Lawrence A. Zelenak (firstname.lastname@example.org. edu) is the Pamela B. Gann Distinguished Professor of Law at Duke University.
In this article, Zelenak explains that the strategy of the taxpayers’ brief in Moore is to distinguish the mandatory repatriation tax from other provisions that arguably violate Eisner v. Macomber, rather than to claim that those other provisions are also unconstitutional; he also analyzes several serious weaknesses in the brief’s arguments.
What is at stake in Moore,1 the pending Supreme Court case in which the taxpayers challenge the mandatory repatriation tax (MRT) of the Tax Cuts and Jobs Act2 as an unconstitutional tax on unrealized appreciation, in violation of the realization requirement enunciated by the Court more than a century ago in Macomber?3 Only a modest amount is at stake for the taxpayers themselves.

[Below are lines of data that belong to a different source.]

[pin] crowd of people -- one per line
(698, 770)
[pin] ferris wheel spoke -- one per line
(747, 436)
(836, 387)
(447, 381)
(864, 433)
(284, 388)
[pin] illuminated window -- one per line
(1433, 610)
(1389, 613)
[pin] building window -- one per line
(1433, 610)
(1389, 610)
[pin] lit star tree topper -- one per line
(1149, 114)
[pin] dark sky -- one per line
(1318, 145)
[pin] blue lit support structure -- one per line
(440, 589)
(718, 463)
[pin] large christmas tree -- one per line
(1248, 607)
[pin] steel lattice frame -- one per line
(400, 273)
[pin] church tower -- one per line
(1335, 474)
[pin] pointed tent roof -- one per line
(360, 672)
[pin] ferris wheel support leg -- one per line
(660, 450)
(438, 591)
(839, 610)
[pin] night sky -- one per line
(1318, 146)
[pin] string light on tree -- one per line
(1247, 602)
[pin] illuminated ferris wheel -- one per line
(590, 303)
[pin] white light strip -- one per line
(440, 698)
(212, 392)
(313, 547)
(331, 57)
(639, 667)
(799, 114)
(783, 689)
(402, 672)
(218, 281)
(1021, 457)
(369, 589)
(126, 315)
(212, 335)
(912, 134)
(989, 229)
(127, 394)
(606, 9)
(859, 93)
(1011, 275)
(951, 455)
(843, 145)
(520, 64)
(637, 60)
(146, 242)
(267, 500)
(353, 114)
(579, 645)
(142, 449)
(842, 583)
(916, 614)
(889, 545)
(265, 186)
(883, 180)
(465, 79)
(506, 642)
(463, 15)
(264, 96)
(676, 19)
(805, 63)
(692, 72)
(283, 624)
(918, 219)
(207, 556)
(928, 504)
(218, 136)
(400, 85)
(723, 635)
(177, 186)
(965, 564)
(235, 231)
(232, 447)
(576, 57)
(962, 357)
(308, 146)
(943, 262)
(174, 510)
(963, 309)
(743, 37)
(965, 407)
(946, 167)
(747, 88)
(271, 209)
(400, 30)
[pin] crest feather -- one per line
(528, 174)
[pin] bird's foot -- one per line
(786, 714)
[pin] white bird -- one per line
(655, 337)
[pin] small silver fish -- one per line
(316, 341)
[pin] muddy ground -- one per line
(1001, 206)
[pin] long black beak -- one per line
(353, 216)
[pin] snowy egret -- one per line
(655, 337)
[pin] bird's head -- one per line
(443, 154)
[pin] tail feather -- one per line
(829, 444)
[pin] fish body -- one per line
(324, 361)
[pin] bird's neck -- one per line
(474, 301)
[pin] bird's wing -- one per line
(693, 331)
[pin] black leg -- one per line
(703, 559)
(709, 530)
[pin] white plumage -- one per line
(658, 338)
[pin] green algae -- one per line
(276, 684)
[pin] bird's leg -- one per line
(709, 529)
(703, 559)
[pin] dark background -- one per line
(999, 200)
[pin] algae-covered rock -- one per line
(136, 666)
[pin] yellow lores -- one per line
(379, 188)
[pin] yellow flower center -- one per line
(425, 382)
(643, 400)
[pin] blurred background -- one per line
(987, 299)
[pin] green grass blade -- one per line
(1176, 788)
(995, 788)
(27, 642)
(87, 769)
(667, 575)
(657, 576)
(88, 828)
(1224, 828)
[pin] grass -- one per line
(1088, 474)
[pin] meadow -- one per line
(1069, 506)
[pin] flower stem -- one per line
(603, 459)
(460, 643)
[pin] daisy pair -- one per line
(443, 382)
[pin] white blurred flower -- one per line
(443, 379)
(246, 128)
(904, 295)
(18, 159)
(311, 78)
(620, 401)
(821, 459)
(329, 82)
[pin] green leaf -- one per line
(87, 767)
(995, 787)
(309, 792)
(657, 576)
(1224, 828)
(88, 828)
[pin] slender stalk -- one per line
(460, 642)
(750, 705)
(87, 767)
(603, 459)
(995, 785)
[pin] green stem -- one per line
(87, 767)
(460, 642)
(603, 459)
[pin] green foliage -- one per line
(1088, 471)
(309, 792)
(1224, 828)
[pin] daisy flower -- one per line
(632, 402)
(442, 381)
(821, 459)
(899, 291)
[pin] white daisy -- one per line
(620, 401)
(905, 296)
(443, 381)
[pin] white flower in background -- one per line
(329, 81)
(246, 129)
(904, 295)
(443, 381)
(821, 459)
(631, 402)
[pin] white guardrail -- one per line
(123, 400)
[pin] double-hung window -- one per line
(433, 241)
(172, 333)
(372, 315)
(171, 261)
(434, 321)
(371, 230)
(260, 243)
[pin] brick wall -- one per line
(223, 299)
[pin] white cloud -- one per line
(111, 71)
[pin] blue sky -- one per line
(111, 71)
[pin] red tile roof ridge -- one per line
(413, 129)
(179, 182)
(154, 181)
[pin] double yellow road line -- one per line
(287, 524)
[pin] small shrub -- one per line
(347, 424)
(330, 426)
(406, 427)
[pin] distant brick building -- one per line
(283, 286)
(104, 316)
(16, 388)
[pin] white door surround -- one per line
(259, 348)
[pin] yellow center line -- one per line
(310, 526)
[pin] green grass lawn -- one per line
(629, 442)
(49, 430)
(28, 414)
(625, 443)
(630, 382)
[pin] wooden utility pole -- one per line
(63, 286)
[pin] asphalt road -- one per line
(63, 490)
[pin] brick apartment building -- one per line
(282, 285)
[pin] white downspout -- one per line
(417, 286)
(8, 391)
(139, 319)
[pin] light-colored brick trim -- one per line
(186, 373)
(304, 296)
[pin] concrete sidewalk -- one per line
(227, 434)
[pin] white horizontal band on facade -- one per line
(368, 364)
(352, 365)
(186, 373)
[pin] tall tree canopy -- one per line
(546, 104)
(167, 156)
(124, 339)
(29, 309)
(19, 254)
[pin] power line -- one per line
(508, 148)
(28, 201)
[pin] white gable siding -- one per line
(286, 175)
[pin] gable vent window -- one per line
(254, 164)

As minority (13 percent) shareholders in KisanKraft, a controlled foreign corporation selling basic tools and equipment to small farmers in the poorest regions of India, Charles and Kathleen Moore had $132,512 of deemed income in 2017 — their share of KisanKraft’s retained earnings from its founding in 2005 through 2017 — and a tax liability of $14,729 under the MRT.4
Of course, the stakes are immensely higher when the potential effect of the Court’s decision on other taxpayers is taken into account. According to a recent estimate by the Tax Foundation, if the Court invalidated the MRT only as applied to individuals and passthrough entities owning stock in CFCs, the revenue loss would be about $3.5 billion over the next 10 years.5 If it also invalidated the MRT as applied to corporate shareholders of CFCs, the estimated revenue loss over 10 years would be $346 billion, nearly 100 times greater.6 And if the Court’s opinion indicated, either expressly or by implication, that other aspects of the current income tax are unconstitutional under a reinvigorated version of Macomber, the revenue effect could be greater still.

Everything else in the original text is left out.